Record low temperatures accompanied with snowfall across portions of Midwest and Northeast, US

Record low temperatures accompanied with snowfall across portions of Midwest and Northeast, US

Record low temperatures accompanied with snowfall were reported across portions of Midwest and Northeast, US, since May 14, 2016. According to the National Weather Service (NWS), below average temperatures will linger in the area until the middle of the week,  when warmer, more seasonable conditions will begin to take place. Severe thunderstorms are expected across parts of the Plains throughout May 16, and heavy rainfalls and flash floods could affect the local areas of Southern and Central Plains on May 17.

Parts of Wisconsin, Michigan, northeast Ohio, northern and western Pennsylvania and northern New York experienced snowfall throughout the period between May 14 and 15. In Marquette, 2.8 cm (1.1 inches) fell on May 14. Some areas in northern New England, Upstate New York, and Syracuse were still covered in snow, as of May 16.

On May 14, daily record lows were reported in North Dakota, Missouri, Wisconsin and Kentucky. Grand Forks measured -5 °C (23 °F), while Kansas City recorded 4.4 °C (40 °F), Madison -1.1°C (30 °C), and Paducah 6.1 °C (43 °F).

Daily record low temperatures of -2.8 °C (27 °F) were observed in Eau Claire, Wisconsin on May 15. At the same time, La Crosse, Wisconsin and Rapid City in South Dakota recorded -1.1 °C (30 °F), while -0.6 °C (31 °F) was reported in South Bend, Indiana, 0 °C (32 °F) in Waterloo, Iowa, and 1.7 °C (35 °F) was observed in Chicago.

Image credit: DOC/NOAA/NWS/NCEP/Weather Prediction Center

A record low daily temperature of 0 °C (32 °F) was recorded in Columbus, Ohio, on May 16.

NWS has forecasted strong to severe thunderstorms over parts of central and southern High Plains, and heavy rainfall from the central Plains into the mid-Mississippi Valley and portions of the Western Gulf Coast on May 16, with temperatures about 10 to 20 °F below average in the region from the Central Appalachians westward to the Central Rockies.

Throughout the day, a surface cold front is expected to slowly move through the Four Corners, across the Southern Rockies, and southern and central Plains by the middle of the week. Showers and thunderstorms will take place from the Pacific Northwest to the southern Plains and western Gulf Coast, and mountain snow is possible in the Northern and Central Rockies and the highest elevations of the Wasatch.

Image credit: DOC/NOAA/NWS/NCEP/Weather Prediction Center

Image credit: DOC/NOAA/NWS/NCEP/Weather Prediction Center

Image credit: DOC/NOAA/NWS/NCEP/Weather Prediction Center

At the end of the day and into the early morning of May 17 (local time), the precipitation is expected to move eastward into the Midwest and the valleys of Ohio and Tennesse while showers and thunderstorms will likely develop over some areas in the Southeast. Some storms across the southern and central Plains may reach strong or severe intensity, and the Storm Prediction Center issued a slight risk for the Texas and Oklahoma on May 16, and an area of enhanced risk over the Panhandles.

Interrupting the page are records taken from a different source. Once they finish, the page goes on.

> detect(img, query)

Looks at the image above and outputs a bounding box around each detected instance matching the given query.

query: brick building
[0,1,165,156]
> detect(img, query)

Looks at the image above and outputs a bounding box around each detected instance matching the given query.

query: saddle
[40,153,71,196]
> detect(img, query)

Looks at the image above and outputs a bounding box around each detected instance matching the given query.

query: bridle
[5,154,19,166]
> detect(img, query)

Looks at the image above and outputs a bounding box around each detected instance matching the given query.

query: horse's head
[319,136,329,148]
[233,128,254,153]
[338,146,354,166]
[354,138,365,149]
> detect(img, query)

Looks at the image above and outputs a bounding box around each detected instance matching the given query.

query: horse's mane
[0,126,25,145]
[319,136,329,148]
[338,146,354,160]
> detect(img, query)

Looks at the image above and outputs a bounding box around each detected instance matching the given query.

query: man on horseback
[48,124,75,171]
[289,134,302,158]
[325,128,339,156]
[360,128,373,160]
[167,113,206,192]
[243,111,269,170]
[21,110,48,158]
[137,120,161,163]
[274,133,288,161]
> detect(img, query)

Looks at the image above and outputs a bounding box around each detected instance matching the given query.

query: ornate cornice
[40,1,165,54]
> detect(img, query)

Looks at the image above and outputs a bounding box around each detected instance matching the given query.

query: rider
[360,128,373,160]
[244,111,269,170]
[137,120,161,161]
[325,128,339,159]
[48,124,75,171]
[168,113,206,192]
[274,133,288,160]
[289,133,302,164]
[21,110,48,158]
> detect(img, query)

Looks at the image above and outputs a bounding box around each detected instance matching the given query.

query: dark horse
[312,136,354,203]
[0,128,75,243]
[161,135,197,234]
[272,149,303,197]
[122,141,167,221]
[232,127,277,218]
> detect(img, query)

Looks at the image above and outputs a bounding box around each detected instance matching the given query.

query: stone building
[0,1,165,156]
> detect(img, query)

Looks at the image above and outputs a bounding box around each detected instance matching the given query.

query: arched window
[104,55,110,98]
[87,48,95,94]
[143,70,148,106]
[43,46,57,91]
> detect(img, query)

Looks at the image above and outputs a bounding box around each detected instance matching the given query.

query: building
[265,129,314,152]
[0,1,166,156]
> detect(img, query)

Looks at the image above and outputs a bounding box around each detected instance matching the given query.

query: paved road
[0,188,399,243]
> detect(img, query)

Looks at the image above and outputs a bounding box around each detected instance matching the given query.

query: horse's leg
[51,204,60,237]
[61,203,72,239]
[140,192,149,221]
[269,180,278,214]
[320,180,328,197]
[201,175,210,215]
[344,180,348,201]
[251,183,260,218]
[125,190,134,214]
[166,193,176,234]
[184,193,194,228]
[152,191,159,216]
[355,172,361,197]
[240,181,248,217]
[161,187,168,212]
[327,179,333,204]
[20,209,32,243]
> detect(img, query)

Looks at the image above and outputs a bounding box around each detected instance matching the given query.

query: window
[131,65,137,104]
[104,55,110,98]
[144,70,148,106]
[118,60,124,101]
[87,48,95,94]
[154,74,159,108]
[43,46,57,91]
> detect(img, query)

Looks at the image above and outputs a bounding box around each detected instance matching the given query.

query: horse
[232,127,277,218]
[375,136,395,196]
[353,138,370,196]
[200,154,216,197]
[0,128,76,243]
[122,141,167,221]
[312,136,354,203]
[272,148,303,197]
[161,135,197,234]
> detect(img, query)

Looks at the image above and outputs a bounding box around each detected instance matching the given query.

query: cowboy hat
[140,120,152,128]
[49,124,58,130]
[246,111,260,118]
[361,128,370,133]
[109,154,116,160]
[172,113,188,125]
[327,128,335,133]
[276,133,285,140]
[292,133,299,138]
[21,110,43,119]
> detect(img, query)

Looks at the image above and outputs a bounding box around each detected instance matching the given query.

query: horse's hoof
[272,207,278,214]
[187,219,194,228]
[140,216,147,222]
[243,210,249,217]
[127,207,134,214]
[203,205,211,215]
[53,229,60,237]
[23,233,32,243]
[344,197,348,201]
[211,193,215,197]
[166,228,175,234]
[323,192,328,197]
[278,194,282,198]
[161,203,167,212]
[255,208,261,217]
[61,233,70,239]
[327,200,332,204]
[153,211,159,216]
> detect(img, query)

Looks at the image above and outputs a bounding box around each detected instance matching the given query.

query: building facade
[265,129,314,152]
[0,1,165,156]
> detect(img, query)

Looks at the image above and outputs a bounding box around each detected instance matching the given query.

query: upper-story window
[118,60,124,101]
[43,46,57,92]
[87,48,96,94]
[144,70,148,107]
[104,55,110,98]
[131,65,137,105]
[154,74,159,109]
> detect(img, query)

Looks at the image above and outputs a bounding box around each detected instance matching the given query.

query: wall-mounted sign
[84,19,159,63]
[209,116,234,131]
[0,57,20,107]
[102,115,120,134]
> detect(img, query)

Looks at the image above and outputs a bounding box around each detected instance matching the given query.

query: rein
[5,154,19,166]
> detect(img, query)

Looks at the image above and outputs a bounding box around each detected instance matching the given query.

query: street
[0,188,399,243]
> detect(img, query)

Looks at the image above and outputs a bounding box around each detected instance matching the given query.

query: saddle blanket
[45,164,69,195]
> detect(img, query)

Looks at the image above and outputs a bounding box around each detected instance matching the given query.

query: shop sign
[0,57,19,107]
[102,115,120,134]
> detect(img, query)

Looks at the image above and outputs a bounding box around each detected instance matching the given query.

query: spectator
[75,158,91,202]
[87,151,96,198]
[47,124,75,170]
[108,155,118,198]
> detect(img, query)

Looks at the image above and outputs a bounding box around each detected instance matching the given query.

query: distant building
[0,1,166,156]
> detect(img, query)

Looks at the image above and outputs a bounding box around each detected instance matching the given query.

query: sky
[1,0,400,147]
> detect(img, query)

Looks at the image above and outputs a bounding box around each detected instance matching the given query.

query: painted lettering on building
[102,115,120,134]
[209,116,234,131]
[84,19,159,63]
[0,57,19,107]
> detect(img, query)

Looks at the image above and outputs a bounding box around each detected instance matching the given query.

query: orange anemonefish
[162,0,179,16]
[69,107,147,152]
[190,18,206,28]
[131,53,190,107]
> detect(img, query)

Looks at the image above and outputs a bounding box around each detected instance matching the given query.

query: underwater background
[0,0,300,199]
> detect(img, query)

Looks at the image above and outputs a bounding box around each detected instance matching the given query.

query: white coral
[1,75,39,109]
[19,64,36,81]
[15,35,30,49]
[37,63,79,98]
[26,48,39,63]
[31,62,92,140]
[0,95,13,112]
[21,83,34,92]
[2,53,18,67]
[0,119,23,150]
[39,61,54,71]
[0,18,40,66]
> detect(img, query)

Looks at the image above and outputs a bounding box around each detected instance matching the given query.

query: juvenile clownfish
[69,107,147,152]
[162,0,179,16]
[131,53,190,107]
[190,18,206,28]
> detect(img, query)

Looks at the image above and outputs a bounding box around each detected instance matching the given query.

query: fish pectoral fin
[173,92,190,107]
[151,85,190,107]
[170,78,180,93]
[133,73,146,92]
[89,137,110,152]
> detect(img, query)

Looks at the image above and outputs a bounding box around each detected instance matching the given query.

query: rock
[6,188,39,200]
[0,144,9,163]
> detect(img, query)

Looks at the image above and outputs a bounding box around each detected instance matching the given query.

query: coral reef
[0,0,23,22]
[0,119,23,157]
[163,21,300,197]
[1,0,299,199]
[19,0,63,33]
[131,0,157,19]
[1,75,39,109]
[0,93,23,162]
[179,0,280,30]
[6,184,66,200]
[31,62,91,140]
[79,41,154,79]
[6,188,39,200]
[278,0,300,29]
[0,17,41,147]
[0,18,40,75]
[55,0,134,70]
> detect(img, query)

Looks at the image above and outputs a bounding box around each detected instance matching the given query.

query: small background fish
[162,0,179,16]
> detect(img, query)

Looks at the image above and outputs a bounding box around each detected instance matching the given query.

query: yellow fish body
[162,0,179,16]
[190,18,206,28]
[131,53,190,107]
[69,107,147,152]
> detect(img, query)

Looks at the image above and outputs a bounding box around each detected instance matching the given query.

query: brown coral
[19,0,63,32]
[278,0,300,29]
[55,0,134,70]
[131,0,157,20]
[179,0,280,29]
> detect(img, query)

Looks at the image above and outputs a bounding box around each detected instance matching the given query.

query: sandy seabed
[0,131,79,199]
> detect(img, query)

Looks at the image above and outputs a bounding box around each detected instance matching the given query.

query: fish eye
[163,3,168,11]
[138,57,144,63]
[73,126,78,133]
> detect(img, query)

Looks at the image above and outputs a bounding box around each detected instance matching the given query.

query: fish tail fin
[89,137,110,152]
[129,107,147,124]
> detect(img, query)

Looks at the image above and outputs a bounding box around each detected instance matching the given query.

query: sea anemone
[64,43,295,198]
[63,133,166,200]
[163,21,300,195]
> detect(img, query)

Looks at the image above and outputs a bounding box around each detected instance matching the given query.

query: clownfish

The region of enhanced risk will move southward on May 17, across a large area of Texas, western Arkansas, and Louisiana. The southern and central Plains may also experience heavy rainfall and flash flooding, and excessive rainfall outlooks are in place for the western Gulf Coast and Central Plains/Middle Mississippi Valley.

Rainfalls are expected to ease across the Northeast by May 17, as the upper-level low travels into Eastern Canada. The Middle Missouri Valley and parts of the Lower Great Lake will likely experience showers and thunderstorms by the morning of May 17.

Cold conditions will linger in the Midwest and Northeast by the middle of the week when temperatures will start to climb back to near-average levels.